Flashback: Far-Left Group Coordinated Attacks on Journalists with Holder's DOJ

Flashback: Far-Left Group Coordinated Attacks on Journalists with Holder's DOJ

When the Department of Justice secretly seized phone records for the Associated Press, it was not the first time Attorney General Eric Holder’s Cabinet department used unseemly tactics against journalists.

As this reporter uncovered before the election, emails between now-former Holder spokeswoman Tracy Schmaler and progressive advocacy organization Media Matters for America show the administration colluding with the far left-wing group to smear media figures, whistleblowers, and members of Congress like Rep. Darrell Issa (R-CA), the chairman of the House Committee on Oversight and Government Reform.

The correspondence covered an extensive list of media personalities critical of the Obama administration:

Among others, Gertz sent Schmaler attack pieces he wrote about Townhall Magazine’s Katie Pavlich, who also authored a book on Operation Fast and Furious; Breitbart.com writers Joel Pollak and Ken Klukowski; Fox News Channel’s William LaJeunesse, Judge Andrew Napolitano, Megyn Kelly, Martha MacCallum, Bill Hemmer, Bill O’Reilly and Sean Hannity; Sipsey Street Irregulars blogger Mike Vanderboegh; DirectorBlue blogger Doug Ross; National Review’s Andrew C. McCarthy; and this reporter.

Issa called the targets of the Media Matters-DOJ attacks Obama’s “enemies list,” a reference to political targets of former President Richard Nixon. 

“Not since Richard Nixon have we seen a president who puts together an enemies list and has a whole team pursuing it,” Issa said on Fox News in September. “That’s what’s happened in this administration. It’s sad. It’s not the America I want to see going forward. I sincerely hope that after the election, regardless, the American people will have made a statement that they won’t tolerate this.”

Rep. Trey Gowdy (R-SC) told radio host Ginny Simone of NRA News at the time, “I promise you, we are going to have a nice, full public hearing on that.”

Gowdy said he’s “delighted to know they [the DOJ] took time away from suing my home state of South Carolina to do something other than plan their next lawsuit. But, I’m very disappointed that they took time away to try to coordinate with the media on how to embarrass some of us who have been critical of them.”

The Associated Press revealed Monday that Holder’s DOJ secretly obtained two months of phone records of AP reporters.

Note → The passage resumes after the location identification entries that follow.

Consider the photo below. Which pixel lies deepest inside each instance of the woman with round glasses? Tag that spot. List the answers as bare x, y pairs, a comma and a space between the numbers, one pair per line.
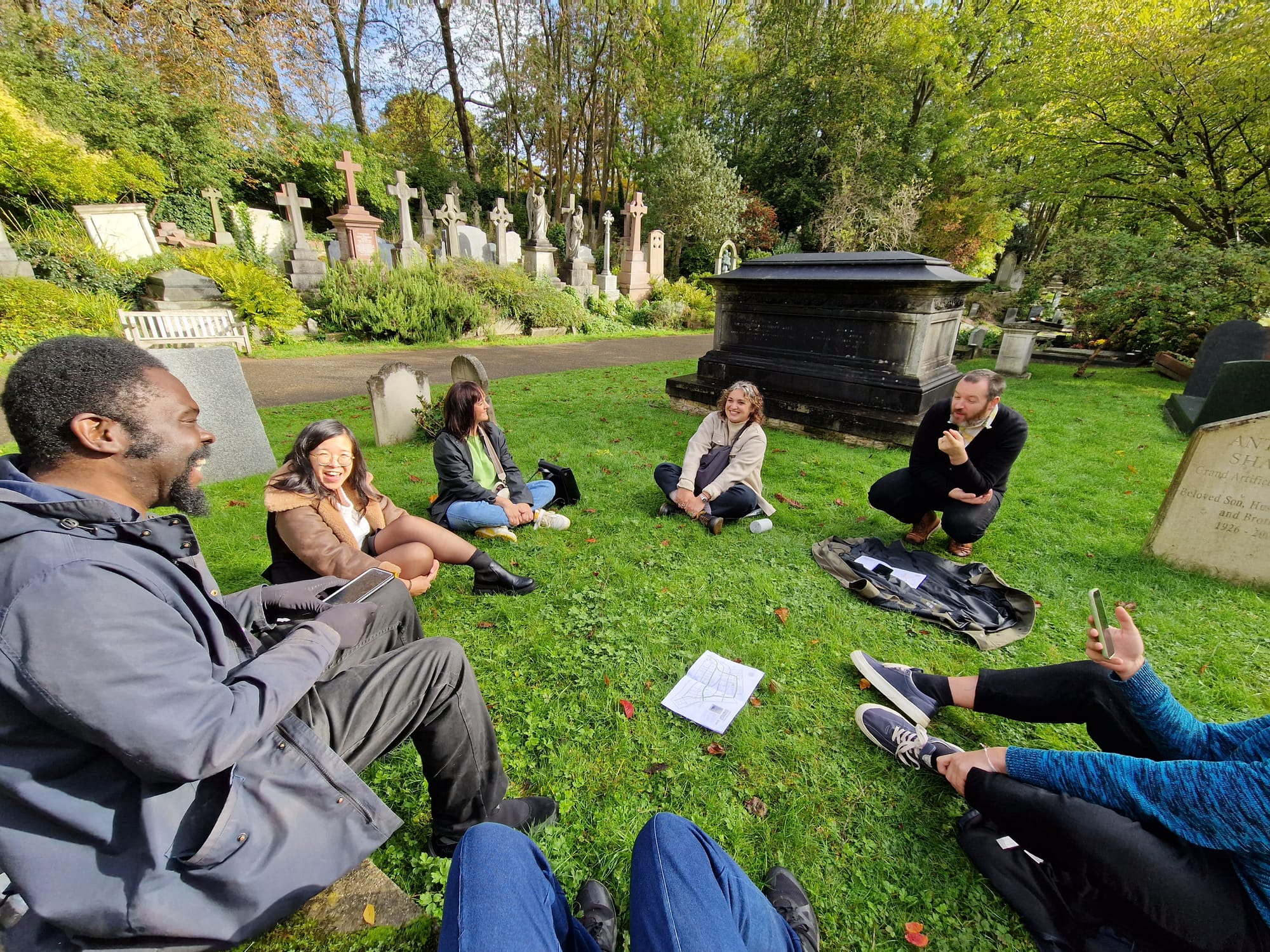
723, 468
327, 519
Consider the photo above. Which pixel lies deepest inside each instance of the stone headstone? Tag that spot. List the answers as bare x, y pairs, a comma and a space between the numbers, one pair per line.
472, 243
469, 367
1241, 388
634, 279
1006, 270
1216, 517
501, 219
341, 908
180, 290
356, 229
1233, 341
656, 256
1015, 352
124, 230
725, 262
396, 395
976, 341
215, 380
12, 266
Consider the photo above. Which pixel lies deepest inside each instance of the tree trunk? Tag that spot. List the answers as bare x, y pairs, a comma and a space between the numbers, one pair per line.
465, 133
352, 84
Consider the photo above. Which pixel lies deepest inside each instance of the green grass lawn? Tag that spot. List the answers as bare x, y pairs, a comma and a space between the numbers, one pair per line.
628, 601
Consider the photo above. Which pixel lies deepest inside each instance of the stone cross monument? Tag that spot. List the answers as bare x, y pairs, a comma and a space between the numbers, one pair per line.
219, 234
304, 267
451, 218
358, 230
407, 252
502, 219
634, 276
606, 280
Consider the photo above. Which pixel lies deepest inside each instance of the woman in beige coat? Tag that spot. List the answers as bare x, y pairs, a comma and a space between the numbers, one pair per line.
722, 473
327, 519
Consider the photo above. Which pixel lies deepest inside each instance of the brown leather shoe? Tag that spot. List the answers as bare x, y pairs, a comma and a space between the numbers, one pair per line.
923, 530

“The Justice Department secretly obtained two months of telephone records of reporters and editors for The Associated Press in what the news cooperative’s top executive called a ‘massive and unprecedented intrusion’ into how news organizations gather the news,” author Mark Sherman began. “In all, the government seized those records for more than 20 separate telephone lines assigned to AP and its journalists in April and May of 2012.”

According to AP, DOJ rules require Holder himself to sign off on any records requests from the media. “Justice Department published rules require that subpoenas of records from news organizations must be personally approved by the attorney general but it was not known if that happened in this case,” the AP wrote.

AP notes the government would not specify what it sought to find in the records. The news agency suggests the records desired include those relating to a May 7, 2012, article about a CIA operation in Yemen.

Holder is scheduled to testify on Wednesday before the House Judiciary Committee.